Owl’s Hill Nature Sanctuary is dedicated to preserving habitats for Tennessee Wildlife. We hold a federal permit that allows us to keep a small number of non-releasable native animals onsite that serve as wildlife ambassadors. However, we are not a licensed wildlife rehabilitation facility and cannot admit, house, or transport orphaned or injured wildlife.
Seek help from a licensed wildlife rehabilitator for:
- Any animal that has bitten by a dog or cat. Bites are susceptible to bacterial infection.
- Any animal with a visible wound, broken bone or other trauma
- A juvenile animal found with a dead mother
- A fawn (baby deer) that is wandering and crying, covered in flies or ticks, or lethargic
Do not provide food or water to an orphaned animal unless instructed to do so by a licensed rehabilitator. Inappropriate or improperly administered food or water can cause irreversible harm.
Please know that just because a juvenile animal is on its own, it is not necessarily orphaned.
- Owls fledge (leave the nest) before they are fully able to fly. They will spend a few days on branches near the nest and may hop from branch to branch. Sometimes they will end up on the ground, and will usually be found at the base of a tree with the parents nearby providing food and protection. Fledglings may be partially feathered but are capable of sitting upright like an adult owl. Some may be capable of climbing the tree to safety. If they are not able to climb, you may place them on a low branch. Keep children and pets away from the owl, and be aware that adult owls can be very territorial around their nest. This site has more information about helping young owls, as well as pictures of what a fledgling owl should look like.
- Songbirds may also fledge (leave the nest) from their nest before they are able to fly. The parents remain nearby and continue to feed the chick. A fledgling that is fully feathered (tufts of down feathers may still be visible on the head), active, and does not appear to be injured should be left alone
- Eastern cottontail rabbits conceal their kits in nests lined with grass and fur. The doe (mother) comes at dawn and dusk to nurse the kits. If the nest is disturbed by a pet, but the kits are uninjured, replace nesting material, place the kits in the nest, and cover them.
- White-tailed deer also conceal their fawns until they are old enough to follow their mother. The doe visits during the night to care for and nurse their baby.
- Squirrels and raccoons may have multiple nests, and the mother may move her young between nests, especially if one has been damaged or disturbed. If you see a baby squirrel or raccoon out of its nest, leave the area and allow the mother time to finish moving the litter. If she has not returned after two hours, contact a licensed rehabilitator
- Animals that are normally nocturnal may be active during the day in the spring and summer. It is normal for skunks, opossums, and raccoons to forage during daylight hours because of increased calorie needs while they are pregnant or nursing. Coyotes are not strictly nocturnal and may be seen during the day throughout the year.

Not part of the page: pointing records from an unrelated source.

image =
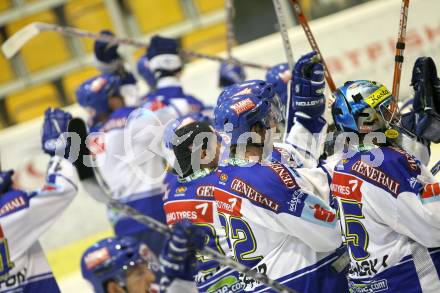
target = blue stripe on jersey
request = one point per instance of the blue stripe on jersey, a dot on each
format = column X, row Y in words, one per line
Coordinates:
column 13, row 201
column 319, row 277
column 401, row 277
column 44, row 283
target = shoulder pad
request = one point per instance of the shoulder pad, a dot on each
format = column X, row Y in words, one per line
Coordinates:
column 13, row 201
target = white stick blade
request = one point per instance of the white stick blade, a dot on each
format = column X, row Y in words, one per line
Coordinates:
column 19, row 39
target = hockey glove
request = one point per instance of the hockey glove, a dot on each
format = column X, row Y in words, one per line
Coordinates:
column 424, row 120
column 177, row 259
column 6, row 180
column 231, row 74
column 307, row 92
column 55, row 123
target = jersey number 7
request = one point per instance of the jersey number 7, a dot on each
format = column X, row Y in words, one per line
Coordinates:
column 5, row 260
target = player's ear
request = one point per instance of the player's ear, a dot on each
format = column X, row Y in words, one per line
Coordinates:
column 113, row 287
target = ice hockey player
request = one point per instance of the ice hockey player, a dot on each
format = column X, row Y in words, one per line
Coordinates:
column 120, row 265
column 166, row 65
column 26, row 215
column 389, row 209
column 230, row 74
column 144, row 70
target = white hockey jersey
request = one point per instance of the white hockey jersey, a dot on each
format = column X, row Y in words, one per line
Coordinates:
column 24, row 217
column 390, row 219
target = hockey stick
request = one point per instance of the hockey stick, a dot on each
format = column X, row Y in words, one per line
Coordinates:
column 230, row 36
column 398, row 59
column 24, row 35
column 305, row 25
column 290, row 60
column 77, row 125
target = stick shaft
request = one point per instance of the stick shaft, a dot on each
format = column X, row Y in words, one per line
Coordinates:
column 305, row 25
column 230, row 36
column 164, row 229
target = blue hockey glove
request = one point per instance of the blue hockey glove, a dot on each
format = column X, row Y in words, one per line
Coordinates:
column 6, row 180
column 106, row 52
column 308, row 85
column 55, row 123
column 424, row 120
column 177, row 259
column 231, row 74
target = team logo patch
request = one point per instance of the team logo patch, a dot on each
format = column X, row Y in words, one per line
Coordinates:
column 197, row 211
column 377, row 97
column 243, row 106
column 12, row 205
column 96, row 258
column 284, row 175
column 245, row 91
column 181, row 189
column 227, row 203
column 412, row 163
column 431, row 190
column 285, row 76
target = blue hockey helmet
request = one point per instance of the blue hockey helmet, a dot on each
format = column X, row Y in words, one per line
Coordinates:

For assistance with orphaned or injured wildlife, please reach out to a licensed wildlife rehabilitator for advice on safely re-nesting, containing, or transporting the animal. Some Wildlife Rehabilitators in the Middle Tennessee:
- Walden's Puddle (615) 299-9938 (leave a voicemail)
- Middle Tennessee Wildlife Rescue (615) 967-6999
- Lillie Birds Wildlife Rehabilitation firstname.lastname@example.org (songbirds and small mammals only)
- Ziggy's Tree (931) 393-4835 (birds) or (615) 631-2205 (small mammals) (615) 587-2977 (turtles)
- David Crockett State Park (931) 762-9408 (raptors only)
Here is the complete list of wildlife rehabilitators in Tennessee
Always use caution when attempting to capture or contain wildlife. If you are bitten or scratched by a wild animal, seek medical attention immediately.